Si les toits blancs permettent (pendant quelques années!) de diminuer la température ambiante en période estivale, il en est tout autrement lors de la saison froide, faisant ainsi augmenter considérablement les frais de chauffage.

« Le chercheur James L. Hoff a fait une étude sur les toitures à travers les États-Unis.  Dans la portion nord-est du pays, dans le coin de Boston, le fait d’avoir un toit blanc engendre des économies d’énergie de l’ordre de 100 $ par année. Plus on descend vers le Sud, plus celles-ci sont importantes, allant jusqu’à 500 $. À l’inverse, au nord de Boston, ce type de couverture engendre des dépenses en électricité, parce qu’il faut commencer à chauffer plus tôt en automne et continuer à le faire plus tard au printemps », résume-t-il.
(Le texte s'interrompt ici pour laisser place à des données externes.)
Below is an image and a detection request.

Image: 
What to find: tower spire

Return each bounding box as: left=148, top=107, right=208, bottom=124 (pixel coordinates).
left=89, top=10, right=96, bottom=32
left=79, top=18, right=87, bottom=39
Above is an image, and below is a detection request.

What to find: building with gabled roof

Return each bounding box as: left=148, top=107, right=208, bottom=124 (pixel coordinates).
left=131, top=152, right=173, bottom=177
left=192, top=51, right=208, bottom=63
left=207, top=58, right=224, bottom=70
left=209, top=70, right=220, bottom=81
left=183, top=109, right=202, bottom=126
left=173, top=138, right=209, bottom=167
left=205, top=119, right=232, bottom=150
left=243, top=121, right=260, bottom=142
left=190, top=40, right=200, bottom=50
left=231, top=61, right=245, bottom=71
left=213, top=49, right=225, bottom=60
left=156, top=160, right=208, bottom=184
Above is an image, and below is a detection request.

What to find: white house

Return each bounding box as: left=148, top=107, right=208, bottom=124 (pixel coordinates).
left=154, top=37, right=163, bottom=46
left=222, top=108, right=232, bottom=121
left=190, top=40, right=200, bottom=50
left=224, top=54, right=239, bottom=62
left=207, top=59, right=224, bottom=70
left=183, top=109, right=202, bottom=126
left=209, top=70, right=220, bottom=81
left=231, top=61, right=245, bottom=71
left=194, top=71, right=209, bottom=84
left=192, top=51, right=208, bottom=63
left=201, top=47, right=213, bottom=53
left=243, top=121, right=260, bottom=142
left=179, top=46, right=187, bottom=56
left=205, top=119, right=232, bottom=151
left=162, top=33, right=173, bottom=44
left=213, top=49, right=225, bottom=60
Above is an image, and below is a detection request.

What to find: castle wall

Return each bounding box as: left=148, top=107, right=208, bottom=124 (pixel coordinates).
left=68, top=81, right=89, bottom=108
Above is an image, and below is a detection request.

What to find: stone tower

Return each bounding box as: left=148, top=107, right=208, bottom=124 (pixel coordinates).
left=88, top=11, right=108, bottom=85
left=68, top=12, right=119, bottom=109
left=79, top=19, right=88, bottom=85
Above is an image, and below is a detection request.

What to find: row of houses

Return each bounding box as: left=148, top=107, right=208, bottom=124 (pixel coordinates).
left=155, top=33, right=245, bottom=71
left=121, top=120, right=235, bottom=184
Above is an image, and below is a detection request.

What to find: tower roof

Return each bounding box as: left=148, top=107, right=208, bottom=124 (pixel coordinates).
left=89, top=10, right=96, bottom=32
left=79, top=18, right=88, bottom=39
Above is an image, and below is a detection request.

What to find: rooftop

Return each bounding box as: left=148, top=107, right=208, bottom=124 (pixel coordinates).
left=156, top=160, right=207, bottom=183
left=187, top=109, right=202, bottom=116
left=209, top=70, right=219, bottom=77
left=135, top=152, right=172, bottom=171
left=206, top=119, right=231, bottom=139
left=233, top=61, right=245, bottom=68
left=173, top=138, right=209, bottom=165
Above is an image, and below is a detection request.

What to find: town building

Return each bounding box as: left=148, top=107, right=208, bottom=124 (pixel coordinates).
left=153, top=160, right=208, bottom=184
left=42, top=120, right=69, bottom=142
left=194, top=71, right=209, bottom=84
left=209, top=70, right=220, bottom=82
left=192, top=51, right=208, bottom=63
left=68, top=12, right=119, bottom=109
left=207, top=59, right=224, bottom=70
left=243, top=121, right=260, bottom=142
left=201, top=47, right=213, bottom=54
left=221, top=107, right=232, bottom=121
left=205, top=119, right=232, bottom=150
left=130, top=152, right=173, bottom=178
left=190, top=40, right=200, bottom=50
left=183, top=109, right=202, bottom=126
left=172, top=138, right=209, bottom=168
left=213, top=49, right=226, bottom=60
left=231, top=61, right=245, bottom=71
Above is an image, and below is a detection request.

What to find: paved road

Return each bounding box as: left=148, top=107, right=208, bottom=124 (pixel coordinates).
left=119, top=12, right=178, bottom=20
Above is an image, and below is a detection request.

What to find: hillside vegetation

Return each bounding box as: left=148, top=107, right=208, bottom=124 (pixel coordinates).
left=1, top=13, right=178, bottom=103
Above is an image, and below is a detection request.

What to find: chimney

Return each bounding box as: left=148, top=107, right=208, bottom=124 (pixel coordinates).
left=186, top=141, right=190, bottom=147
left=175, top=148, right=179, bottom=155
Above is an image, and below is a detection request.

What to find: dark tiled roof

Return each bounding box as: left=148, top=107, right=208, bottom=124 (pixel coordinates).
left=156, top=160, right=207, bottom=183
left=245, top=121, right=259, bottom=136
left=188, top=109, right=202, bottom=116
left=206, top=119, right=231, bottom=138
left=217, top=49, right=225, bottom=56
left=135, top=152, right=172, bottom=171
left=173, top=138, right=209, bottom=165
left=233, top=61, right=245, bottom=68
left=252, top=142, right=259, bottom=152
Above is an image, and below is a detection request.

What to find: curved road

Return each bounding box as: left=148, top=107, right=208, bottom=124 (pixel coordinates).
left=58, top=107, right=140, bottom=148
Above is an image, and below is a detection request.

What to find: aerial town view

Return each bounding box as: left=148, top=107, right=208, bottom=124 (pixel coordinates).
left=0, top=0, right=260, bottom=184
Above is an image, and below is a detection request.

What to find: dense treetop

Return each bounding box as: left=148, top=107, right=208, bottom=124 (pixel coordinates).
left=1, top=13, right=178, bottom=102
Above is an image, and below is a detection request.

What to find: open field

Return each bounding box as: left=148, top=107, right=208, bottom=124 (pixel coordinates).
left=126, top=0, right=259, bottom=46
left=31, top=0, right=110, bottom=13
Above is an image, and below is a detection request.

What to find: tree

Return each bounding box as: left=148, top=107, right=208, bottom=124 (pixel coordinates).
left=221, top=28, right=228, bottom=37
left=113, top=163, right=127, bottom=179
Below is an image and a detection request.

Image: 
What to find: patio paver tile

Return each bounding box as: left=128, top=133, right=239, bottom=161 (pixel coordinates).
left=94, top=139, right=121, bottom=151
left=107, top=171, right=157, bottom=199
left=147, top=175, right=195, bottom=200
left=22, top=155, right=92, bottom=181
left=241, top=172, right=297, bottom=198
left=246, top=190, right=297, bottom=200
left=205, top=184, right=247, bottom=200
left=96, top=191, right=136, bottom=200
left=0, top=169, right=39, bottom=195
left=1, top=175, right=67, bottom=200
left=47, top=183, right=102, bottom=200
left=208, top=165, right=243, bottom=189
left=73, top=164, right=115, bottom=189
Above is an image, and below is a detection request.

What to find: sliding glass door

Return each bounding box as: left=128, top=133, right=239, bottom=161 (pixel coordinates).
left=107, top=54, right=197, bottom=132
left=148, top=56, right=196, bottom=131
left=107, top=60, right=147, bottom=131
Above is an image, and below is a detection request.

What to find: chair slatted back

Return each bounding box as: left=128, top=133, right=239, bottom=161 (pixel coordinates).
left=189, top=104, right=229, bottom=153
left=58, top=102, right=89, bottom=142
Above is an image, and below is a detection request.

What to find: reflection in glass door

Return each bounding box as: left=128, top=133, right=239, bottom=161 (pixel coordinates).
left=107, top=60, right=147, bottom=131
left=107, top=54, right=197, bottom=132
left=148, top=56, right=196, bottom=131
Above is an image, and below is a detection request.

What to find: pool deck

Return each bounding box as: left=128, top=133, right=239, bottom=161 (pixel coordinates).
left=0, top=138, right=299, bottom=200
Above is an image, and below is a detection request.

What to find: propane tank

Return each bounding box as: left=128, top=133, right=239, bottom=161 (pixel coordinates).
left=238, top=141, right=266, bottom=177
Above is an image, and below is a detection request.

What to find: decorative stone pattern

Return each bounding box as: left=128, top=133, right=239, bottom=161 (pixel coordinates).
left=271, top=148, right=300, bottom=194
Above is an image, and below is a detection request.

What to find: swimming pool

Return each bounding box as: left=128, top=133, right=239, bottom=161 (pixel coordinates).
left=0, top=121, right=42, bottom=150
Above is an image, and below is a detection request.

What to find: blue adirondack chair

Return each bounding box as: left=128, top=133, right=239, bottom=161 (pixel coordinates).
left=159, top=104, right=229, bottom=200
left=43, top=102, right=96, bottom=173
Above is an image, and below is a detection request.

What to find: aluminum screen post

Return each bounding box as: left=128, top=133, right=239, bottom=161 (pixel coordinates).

Une mesure de plus en plus prisée

Malgré tout, M. Paré constate un réel engouement pour les toits blancs depuis quelques années.

« De plus en plus d’arrondissements de Montréal et de villes de la couronne nord exigent de telles membranes. Par contre, je n’ai pas de chiffres à savoir combien de couvertures de ce genre ont été installées », indique-t-il.

Le porte-parole de l’AMCQ fait d’ailleurs valoir qu’une couverture réfléchissante permet de récolter des points en vue d’obtenir la certification LEED, ce qui pourrait expliquer pourquoi tant de municipalités emboîtent le pas. Il rappelle toutefois que cette norme environnementale a été élaborée aux États-Unis et ne tient pas compte de la réalité canadienne, en termes de climat.

Solutions alternatives

M. Paré croit qu’il serait beaucoup plus judicieux d’utiliser le surcoût nécessaire à  l’installation d’une membrane blanche pour l’investir dans une meilleure isolation de la toiture.

« On ne peut pas substituer une résistance thermique par une couleur de toit. L’isolant, lui, ne se dégradera pas et va conserver ses propriétés. Il va être efficace 12 mois par année, contrairement à une membrane blanche qui est utile l’espace d’une saison qui dure trois mois.

« Dans les centres urbains, la source principale des îlots de chaleur, ce ne sont pas les toits, mais plutôt les émissions des voitures ainsi que les revêtement bitumineux (routes) et de briques (façade des immeubles). Ces derniers ont une plus grande masse thermique, ce qui fait qu’ils emmagasinent davantage de chaleur », fait-il valoir.